A fascinating new book, Springsteen on Springsteen, reveals how musician Bruce Springsteen has changed over five decades in music.
THE 1960s . . .
Bruce Frederick Joseph Springsteen (born on September 23, 1949, in New Jersey), attended Freehold Borough High School. His father, Douglas, was a bus driver and also worked in factories. In the book, the singer speaks of a troubled adolescence, describing himself as "a dreamer", "one of the town freaks", and "a misfit who was pretty ostracised by my hometown". He says he was a "sensitive kid" who had the "devastating experience of not being accepted by my father". He said of his father, "he was a pretty good pool player and not much else".
He said he was not a literary child and "went through a year and a half of college, which I don't remember a darn thing from". His mother, an Elvis Presley fan, bought him his first guitar at 13, changing his life. Although he started as a guitarist only, he later said: "I never felt I had enough personal style to pursue being just a guitarist."
He refers to himself as "an isolated" teenager, saying "from when I was 17 until I was 24 I never had a record player, so I never heard any albums that came out after, like 1967. And I was never a social person who went over to other people's houses and got loaded and listened to records – I never did that. And I didn't have an FM radio."
THE 1970s . . .
His musical influences were Chuck Berry, Elvis, Buddy Holly, Van Morrison's Them and Bob Dylan – but it was his own desire to make music that drove him on. Aged 24, he had already started playing in a band with lifelong friend Steve Van Zandt but they were struggling to make a real breakthrough (they were booed as the support act to Chicago) and scraping by day-to-day. "I was living on like a dollar a day. Some chick was helping me out . . . and I haven't paid the band for three weeks," Springsteen said in 1974. "But this is for me, you know. I got no choice. I have to write and play. If I became an electrician tomorrow, I'd still come home at night and write songs."

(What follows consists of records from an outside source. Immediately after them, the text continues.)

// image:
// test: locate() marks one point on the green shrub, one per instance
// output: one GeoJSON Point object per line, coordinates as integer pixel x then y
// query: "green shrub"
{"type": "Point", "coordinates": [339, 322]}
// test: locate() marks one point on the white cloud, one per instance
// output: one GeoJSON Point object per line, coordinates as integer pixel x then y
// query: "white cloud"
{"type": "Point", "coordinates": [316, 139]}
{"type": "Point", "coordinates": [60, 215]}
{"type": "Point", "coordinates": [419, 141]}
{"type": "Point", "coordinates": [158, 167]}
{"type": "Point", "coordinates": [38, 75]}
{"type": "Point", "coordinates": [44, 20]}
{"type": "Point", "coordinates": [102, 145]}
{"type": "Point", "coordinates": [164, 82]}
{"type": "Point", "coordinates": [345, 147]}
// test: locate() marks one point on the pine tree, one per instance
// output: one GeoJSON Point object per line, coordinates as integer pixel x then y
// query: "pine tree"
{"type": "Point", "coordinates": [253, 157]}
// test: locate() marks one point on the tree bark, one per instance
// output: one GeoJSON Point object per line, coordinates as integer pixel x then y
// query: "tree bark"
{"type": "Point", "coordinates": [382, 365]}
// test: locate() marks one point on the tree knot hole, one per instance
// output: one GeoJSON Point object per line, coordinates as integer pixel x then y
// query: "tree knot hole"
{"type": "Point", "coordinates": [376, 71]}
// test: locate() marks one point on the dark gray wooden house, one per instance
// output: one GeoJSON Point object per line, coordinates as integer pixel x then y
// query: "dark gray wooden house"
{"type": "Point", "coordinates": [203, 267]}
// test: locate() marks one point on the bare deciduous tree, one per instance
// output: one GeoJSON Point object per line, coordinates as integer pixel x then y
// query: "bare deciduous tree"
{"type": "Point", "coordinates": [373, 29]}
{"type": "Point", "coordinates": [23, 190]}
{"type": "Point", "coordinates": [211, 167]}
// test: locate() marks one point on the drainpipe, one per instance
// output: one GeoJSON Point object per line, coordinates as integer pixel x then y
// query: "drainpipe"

The "only real job Springsteen ever had, as a gardener, ended quickly," the book says.
The superstar about to play Wembley Stadium was dismissive of large rock venues, saying, in 1974, that big arenas drove him "insane" adding: "I won't go to those places again, we won't play any place over three thousand. I am always disappointed in acts that go out and play those places . . . I don't know how Joni Mitchell can do it."
After the breakthrough of Born To Run, Springsteen was a worldwide success. In 1978, he said: "Now all of a sudden . . . There's more money than we can spend."
A 1978 photo of Bruce Springsteen with his Corvette by photographer Frank Stefanko
It was a period of intense work. He said he was "self-conscious" about his lyrics and worked like a demon to hone them, going to bed at eight in the morning, sleeping until four and writing all night. "For at least an entire winter, I suffered from severe light deprivation," Springsteen admitted.
He was widely known as 'The Boss' but insisted: "The name 'Boss' started with people that worked for me ... It was not meant like Boss, capital B, it was meant like 'Boss, where's my dough this week?' And it was sort of just a term among friends. I never really liked it."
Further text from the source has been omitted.